Fotoğraf kredisi: David A. Hardy
Tau Ceti sistemini inceleyen astronomlar, kendi güneş sistemimizin asteroit ve kuyruklu yıldız formunda on kat daha fazla malzeme içerdiğini keşfettiler.
Sadece 12 ışıkyılı uzaklıktaki Tau Ceti, güneşe en yakın yıldızdır ve teleskop olmadan kolayca görülebilir. Güneş'in etrafında dönen kuyruklu yıldızların ve asteroitlerin diskine benzer bir boyutta ve şekilde bir toz ve kuyruklu yıldız diskine sahip bulunan ilk yıldızdır.
Gökbilimcilerin keşfi, Kraliyet Astronomi Derneği'nin Aylık Bildirimleri'nde yayınlanırken, Tau Ceti en yakın Güneş benzeri yıldız olsa da, yörüngeye girebilecek gezegenlerin kaçınılmaz çok sayıda olması nedeniyle hayatı desteklemeyeceğini gösteriyor. yıkıcı çarpışmalar. Ayrıca, Dünya'nın etrafındaki sakin uzay ortamının daha önce farkedilenden daha sıra dışı olabileceğini düşündürmektedir.
Bir yıldız Tau Ceti Güneş'e benzese de, İngiliz astronomlardan oluşan bir ekip, yaşam için cennet olması muhtemel gezegenlerin olmadığını söylüyor. Tau Ceti'yi çevreleyen malzeme diskinin milimetre-altı görüntülerini kullanarak, Güneş Sistemi'dekinden on kat daha fazla kuyruklu yıldız ve asteroit içermesi gerektiğini buldular.

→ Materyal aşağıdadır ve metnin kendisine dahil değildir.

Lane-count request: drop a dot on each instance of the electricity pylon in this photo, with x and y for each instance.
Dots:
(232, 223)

Yıldızın etrafında çok daha fazla uzay kayası varken, yaşamın tahrip edilmesine yol açabilecek türden yıkıcı çarpışmalar, Tau Ceti sisteminde kendi gezegen sistemimizden çok daha muhtemel olacaktır.
Sonucun Royal Astronomical Society'nin Aylık Bildirimleri'nde yayınlanması, Edinburgh'daki Birleşik Krallık Astronomi Teknoloji Merkezi ve St. Andrews Üniversitesi'nden aynı bilim ekibinin Royal Society Yaz Sergisinde 'Stardust'ta Gezegenler için Avlanma' sergisine denk geliyor.

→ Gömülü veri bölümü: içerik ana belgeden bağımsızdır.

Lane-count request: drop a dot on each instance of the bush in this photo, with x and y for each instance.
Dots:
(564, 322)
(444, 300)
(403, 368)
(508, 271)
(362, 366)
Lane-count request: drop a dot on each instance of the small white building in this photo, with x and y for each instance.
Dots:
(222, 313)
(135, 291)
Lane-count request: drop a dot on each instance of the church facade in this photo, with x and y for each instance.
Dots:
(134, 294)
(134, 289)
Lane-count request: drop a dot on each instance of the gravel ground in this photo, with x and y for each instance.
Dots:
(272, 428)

Tau Ceti ve kendi güneşimiz arasındaki benzerlik, karşılaştırılabilir boyutları ve parlaklıklarıyla sona ermektedir, Royal Astronomical Society Norman Lockyer Üyesi Jane Greaves ve baş bilim adamı şöyle açıklıyor: 'Tau Ceti'nin, Güneş Sistemi. Tau Ceti'nin etrafında dönen herhangi bir gezegen olup olmadığını henüz bilmiyoruz, ancak varsa, dinozorları yok ettiğine inanılan türden asteroitlerden sürekli bombardıman yaşayacakları muhtemeldir. Pek çok büyük etki ile hayatın evrimleşme fırsatına sahip olmaması muhtemeldir. ”
Keşif, bilim adamlarının Güneş Sistemimiz dışındaki medeniyetleri nerede aradıklarını yeniden düşünmek zorunda kalacakları anlamına geliyor.
Jane Greaves şöyle devam ediyor: “Güneş'e daha çok benzeyen yıldızlar, yani az sayıda kuyruklu yıldız ve asteroit bulunan yıldızları aramamız gerekecek. Tau Ceti gibi düşmanca sistemler, Güneş gibi uygun sistemler kadar yaygın olabilir. ”
Daha fazla sayıda kuyruklu yıldızın nedeni tam olarak anlaşılamamış, ekibin başka bir üyesi olan Mark Wyatt'ı şöyle açıklıyor: 'Güneş'in tarihinin bir noktasında başka bir yıldıza nispeten yakın bir şekilde geçmesi ve yakın karşılaşmanın çoğu Güneş'in dört bir yanından gelen kuyruklu yıldızlar ve asteroitler. '
Yeni sonuçlar, dünyanın en hassas milimetre altı kamerası SCUBA ile yapılan gözlemlere dayanıyor. Edinburgh Kraliyet Gözlemevi tarafından inşa edilen kamera, Hawaii'deki James Clerk Maxwell Teleskobu'nda çalıştırılıyor. SCUBA görüntüsü yıldızın yörüngesinde çok soğuk bir toz (-210 derece C) diski gösterir. Toz, daha büyük kuyruklu yıldızlar ve asteroitler arasındaki çarpışmalarla onları daha küçük ve daha küçük parçalara ayırır.